En 1992, Tian Zhuangzhuang signait le Cerf-volant bleu, évocation critique du grand bond en avant de la Révolution culturelle, qui déplût aux autorités chinoises. Le cinéaste fut inscrit alors sur une liste noire l'empêchant de tourner pendant un an. Figure de la cinquième génération ­ aux côtés de Zhang Yimou ou Chen Kaige ­, constamment en lutte avec la censure, auteur notamment du Voleur de chevaux (Daoma Zei, 1986) que Martin Scorsese avait désigné comme le meilleur film des années 90, Tian Zhuangzhuang n'avait plus tourné depuis dix ans. Il a continué à évoluer dans le milieu du cinéma, soit comme producteur du jeune cinéma émergent (So Close to Paradise de Wang Xiaoshuai ou Au sud des nuages de Jiu Wen, encore inédit), soit comme enseignant à l'Institut du cinéma.

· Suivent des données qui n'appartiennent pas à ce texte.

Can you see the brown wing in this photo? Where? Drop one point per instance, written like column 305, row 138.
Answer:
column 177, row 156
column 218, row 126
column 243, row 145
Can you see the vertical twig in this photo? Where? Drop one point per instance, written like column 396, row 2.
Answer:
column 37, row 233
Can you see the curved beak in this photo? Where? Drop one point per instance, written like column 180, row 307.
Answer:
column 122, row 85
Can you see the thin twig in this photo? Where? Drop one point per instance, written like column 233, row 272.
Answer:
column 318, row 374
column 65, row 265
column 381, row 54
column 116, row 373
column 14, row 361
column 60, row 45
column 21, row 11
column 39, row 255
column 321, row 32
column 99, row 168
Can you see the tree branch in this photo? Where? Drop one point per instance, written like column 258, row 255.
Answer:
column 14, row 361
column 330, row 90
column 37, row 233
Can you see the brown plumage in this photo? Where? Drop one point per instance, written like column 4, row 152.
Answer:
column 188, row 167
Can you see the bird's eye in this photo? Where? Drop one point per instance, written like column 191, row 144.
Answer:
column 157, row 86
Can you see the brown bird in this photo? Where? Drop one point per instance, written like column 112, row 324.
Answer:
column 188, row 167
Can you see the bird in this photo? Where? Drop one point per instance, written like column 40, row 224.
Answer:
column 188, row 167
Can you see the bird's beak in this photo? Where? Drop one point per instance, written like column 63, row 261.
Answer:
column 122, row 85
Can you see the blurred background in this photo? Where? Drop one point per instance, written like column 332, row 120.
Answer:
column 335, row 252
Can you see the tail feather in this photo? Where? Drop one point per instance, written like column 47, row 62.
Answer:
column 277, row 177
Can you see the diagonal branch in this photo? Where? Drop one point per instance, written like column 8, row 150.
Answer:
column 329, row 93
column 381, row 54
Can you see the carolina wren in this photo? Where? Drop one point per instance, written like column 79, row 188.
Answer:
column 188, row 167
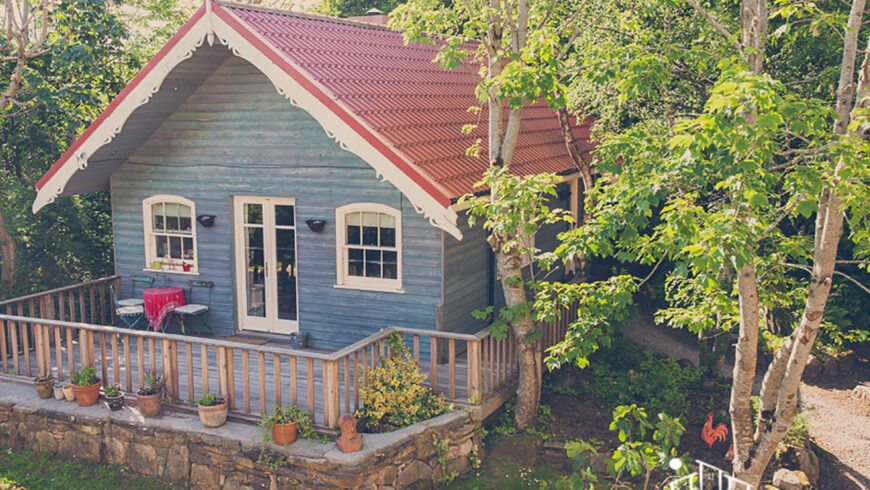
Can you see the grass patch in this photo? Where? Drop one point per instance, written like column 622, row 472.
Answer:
column 26, row 469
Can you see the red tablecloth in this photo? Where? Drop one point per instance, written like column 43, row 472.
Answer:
column 160, row 302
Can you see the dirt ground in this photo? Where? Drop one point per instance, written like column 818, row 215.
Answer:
column 840, row 426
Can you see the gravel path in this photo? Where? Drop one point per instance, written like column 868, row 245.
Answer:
column 840, row 426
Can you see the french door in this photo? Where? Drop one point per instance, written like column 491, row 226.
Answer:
column 266, row 284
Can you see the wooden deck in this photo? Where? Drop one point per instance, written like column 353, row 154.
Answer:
column 194, row 381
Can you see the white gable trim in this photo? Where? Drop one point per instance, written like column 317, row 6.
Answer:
column 209, row 26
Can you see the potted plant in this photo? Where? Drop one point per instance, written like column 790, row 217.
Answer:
column 43, row 385
column 282, row 425
column 86, row 384
column 69, row 393
column 149, row 398
column 114, row 397
column 212, row 410
column 58, row 391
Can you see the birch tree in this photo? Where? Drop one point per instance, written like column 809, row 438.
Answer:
column 723, row 197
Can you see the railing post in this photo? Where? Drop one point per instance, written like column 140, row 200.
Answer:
column 332, row 393
column 474, row 378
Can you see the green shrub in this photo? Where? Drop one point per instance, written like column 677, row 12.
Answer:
column 393, row 394
column 86, row 377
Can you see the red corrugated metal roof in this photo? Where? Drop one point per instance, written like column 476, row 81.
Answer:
column 408, row 100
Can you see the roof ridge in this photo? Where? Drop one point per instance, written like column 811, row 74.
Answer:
column 304, row 15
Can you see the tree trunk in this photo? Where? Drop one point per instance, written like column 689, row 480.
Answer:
column 7, row 255
column 529, row 354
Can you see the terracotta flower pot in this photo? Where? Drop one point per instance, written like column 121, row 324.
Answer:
column 44, row 387
column 88, row 395
column 115, row 402
column 149, row 405
column 69, row 393
column 213, row 416
column 284, row 434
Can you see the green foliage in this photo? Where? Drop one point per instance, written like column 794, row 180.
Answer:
column 112, row 390
column 637, row 455
column 286, row 415
column 209, row 400
column 27, row 469
column 153, row 386
column 85, row 377
column 393, row 394
column 628, row 374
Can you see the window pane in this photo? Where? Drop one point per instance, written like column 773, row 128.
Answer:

Printemps dans une petite ville est le remake d'un classique de 1948, Xiao cheng zhi chun, de Fu Mei, désormais considéré comme un des chefs-d'oeuvre de la production de cette période. Le film de Tian est lui-même splendide à tous égards : scénario (de l'écrivain Ha Cheng, d'après le script original de Fu Mei), acteurs, lumière (par l'immense chef opérateur Mark Lee Pingbin, compagnon de travail de Hou Hsiao-hsien), musique et mise en scène.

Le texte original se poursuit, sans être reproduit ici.